It’s hard to think of anybody being surprised by We Energies’ approval Monday to build the Glacier Hills Wind Park in Columbia County.
With Wisconsin already having passed a new law to create statewide turbine placement standards and Gov. Jim Doyle last week heralding the arrival of a bill based on recommendations by his Task Force on Global Warming, the commitment to renewable energy likely isn’t a passing fad.
The problem with it is the high costs associated with the relatively low energy output. PSC Chairman Eric Callisto noted Monday that renewable energy, for the moment, is more expensive than fossil fuel.

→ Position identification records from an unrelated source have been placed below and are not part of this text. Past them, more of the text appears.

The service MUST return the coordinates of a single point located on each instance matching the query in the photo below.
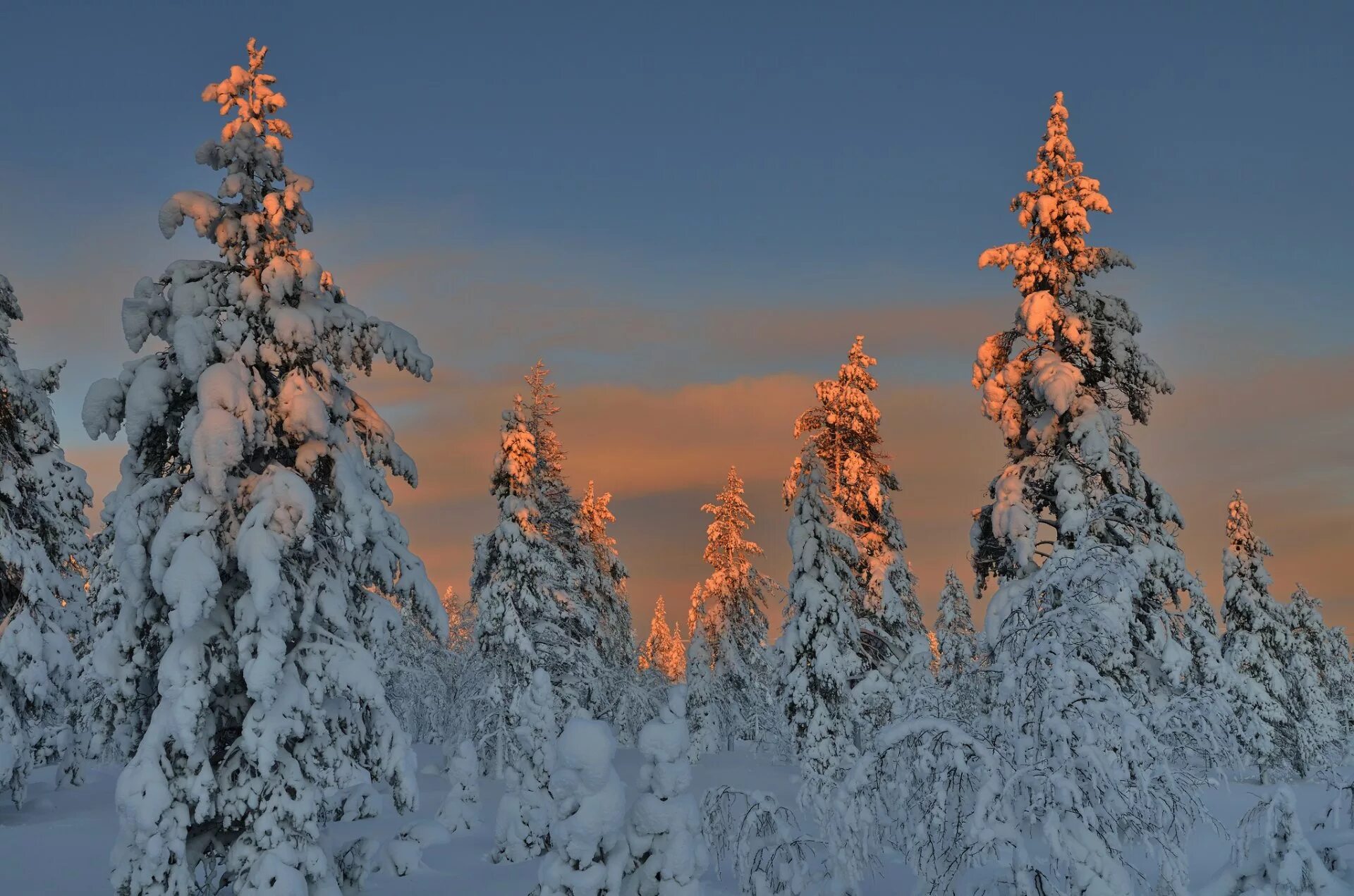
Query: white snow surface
(60, 841)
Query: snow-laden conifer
(703, 700)
(1273, 856)
(1339, 681)
(844, 432)
(588, 850)
(821, 642)
(522, 620)
(592, 573)
(522, 828)
(461, 620)
(664, 650)
(461, 809)
(1315, 712)
(1260, 646)
(1056, 383)
(666, 847)
(254, 544)
(42, 553)
(955, 638)
(734, 597)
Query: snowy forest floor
(60, 842)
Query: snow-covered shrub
(522, 828)
(666, 846)
(764, 844)
(461, 810)
(588, 852)
(1271, 856)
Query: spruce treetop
(726, 548)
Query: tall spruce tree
(1260, 644)
(1317, 713)
(1058, 382)
(593, 575)
(844, 432)
(734, 597)
(42, 553)
(252, 534)
(955, 638)
(664, 650)
(522, 620)
(821, 641)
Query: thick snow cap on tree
(44, 551)
(588, 852)
(252, 534)
(844, 432)
(666, 846)
(1056, 382)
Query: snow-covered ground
(59, 844)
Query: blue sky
(660, 197)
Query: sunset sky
(691, 210)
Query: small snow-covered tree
(844, 432)
(955, 638)
(592, 573)
(821, 643)
(664, 650)
(1317, 715)
(588, 853)
(1260, 646)
(461, 809)
(522, 828)
(252, 538)
(666, 847)
(42, 550)
(520, 618)
(1273, 856)
(734, 599)
(461, 620)
(615, 628)
(1339, 682)
(702, 697)
(1056, 383)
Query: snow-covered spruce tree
(592, 575)
(461, 620)
(1260, 646)
(522, 828)
(588, 852)
(662, 649)
(461, 809)
(252, 534)
(821, 643)
(615, 627)
(666, 847)
(844, 432)
(734, 599)
(520, 618)
(1339, 681)
(1320, 737)
(42, 550)
(1273, 856)
(703, 699)
(955, 637)
(1056, 382)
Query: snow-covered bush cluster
(252, 637)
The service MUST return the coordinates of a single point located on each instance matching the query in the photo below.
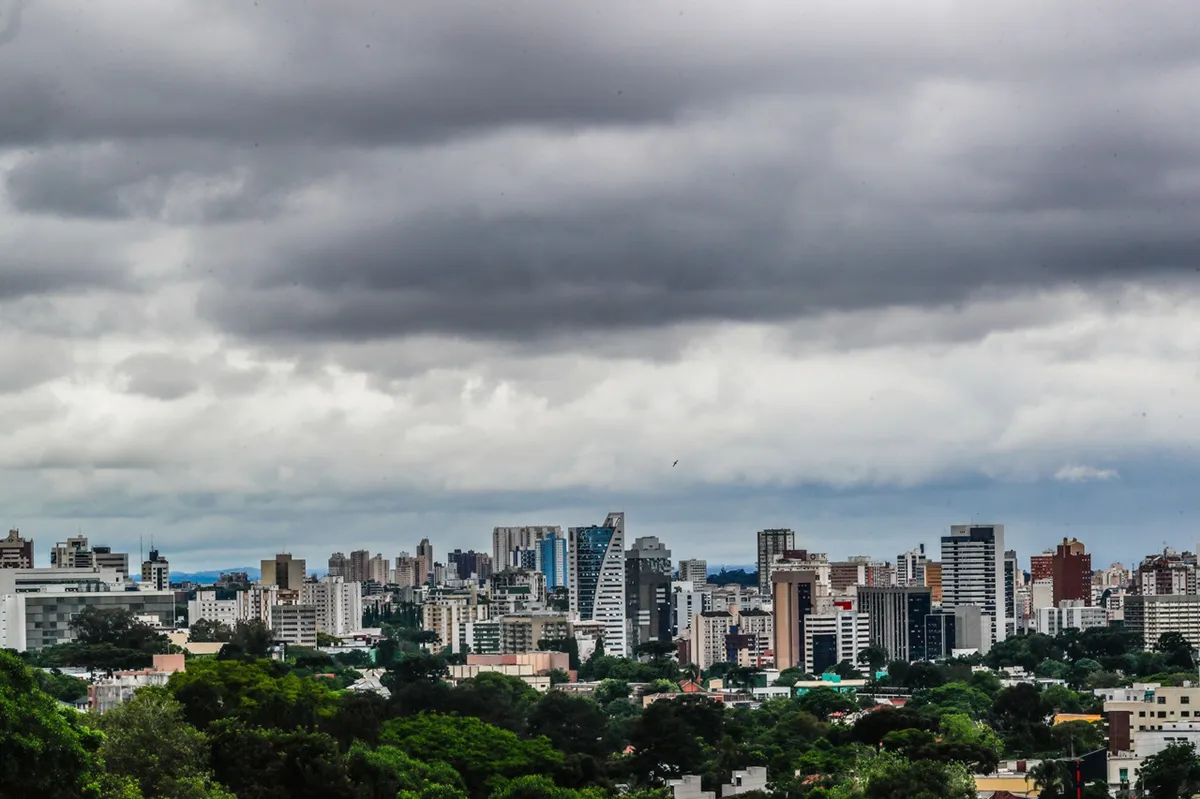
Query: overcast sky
(325, 276)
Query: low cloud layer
(261, 266)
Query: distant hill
(213, 576)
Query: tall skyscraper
(973, 572)
(360, 566)
(772, 542)
(597, 577)
(648, 592)
(1012, 582)
(283, 571)
(507, 540)
(898, 619)
(793, 594)
(911, 566)
(552, 560)
(155, 572)
(694, 571)
(1072, 569)
(424, 562)
(16, 552)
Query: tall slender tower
(597, 578)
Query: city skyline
(859, 270)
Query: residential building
(597, 577)
(283, 571)
(1012, 583)
(207, 607)
(16, 552)
(793, 599)
(708, 632)
(507, 540)
(647, 592)
(378, 570)
(156, 572)
(911, 566)
(1071, 614)
(1151, 616)
(934, 580)
(685, 604)
(897, 620)
(449, 612)
(339, 605)
(1042, 565)
(694, 571)
(360, 565)
(294, 624)
(339, 565)
(551, 558)
(973, 572)
(833, 637)
(425, 562)
(772, 544)
(1072, 572)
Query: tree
(46, 752)
(822, 702)
(574, 725)
(874, 658)
(208, 630)
(479, 752)
(148, 740)
(1171, 774)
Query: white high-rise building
(597, 578)
(339, 605)
(973, 572)
(911, 568)
(694, 571)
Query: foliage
(208, 630)
(47, 752)
(147, 740)
(1171, 774)
(479, 752)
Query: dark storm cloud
(934, 155)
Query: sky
(324, 276)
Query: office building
(911, 566)
(339, 605)
(1151, 616)
(897, 619)
(551, 559)
(507, 540)
(294, 624)
(708, 634)
(647, 592)
(772, 544)
(34, 620)
(339, 565)
(425, 562)
(597, 577)
(378, 569)
(155, 572)
(16, 552)
(1012, 582)
(1072, 572)
(283, 571)
(934, 580)
(694, 571)
(793, 596)
(833, 637)
(973, 572)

Depending on what kind of turbines We Energies opts to use at Glacier Hills, the project costs could run as high as $434 million for up to 209 megawatts of electric generation.
It’s a high price to pay, but state officials along with renewable proponents keep talking about technological advances that are bound to make wind, solar and biomass more efficient energy sources in the future. The million dollar question is when are those advances going to happen?
The state has timelines. A statute is already in place requiring the state and utilities have 10 percent renewable energy output by 2015. And if the global warming task force bill passes, state law will require 25 percent by 2025.
Can they get there? One person’s vision of the future seems as good as the next at this point. In 1989, the producers of “Back to the Future Part II” envisioned 2015 as a time with flying cars and a Chicago Cubs World Series ring. As a fan of both the Cubs and averting road congestion, I have to say their world is extremely appealing to me.
As a realist (read: Cubs fan), I also doubt we’ll see all that in just five years.
But more efficient turbines and solar panels by then? It’s certainly possible. Look at the technological advances in the last decade.
That might be the bigger point. If someday less or smaller turbines can generate more power, then isn’t the land being zoned now clearing the way for more future power? Opposition will always face the projects, but they may not be final products as much as steps in a better direction.
Just like getting rid of Milton Bradley was a step in the right direction for the Cubs. I mean, there’s always next year.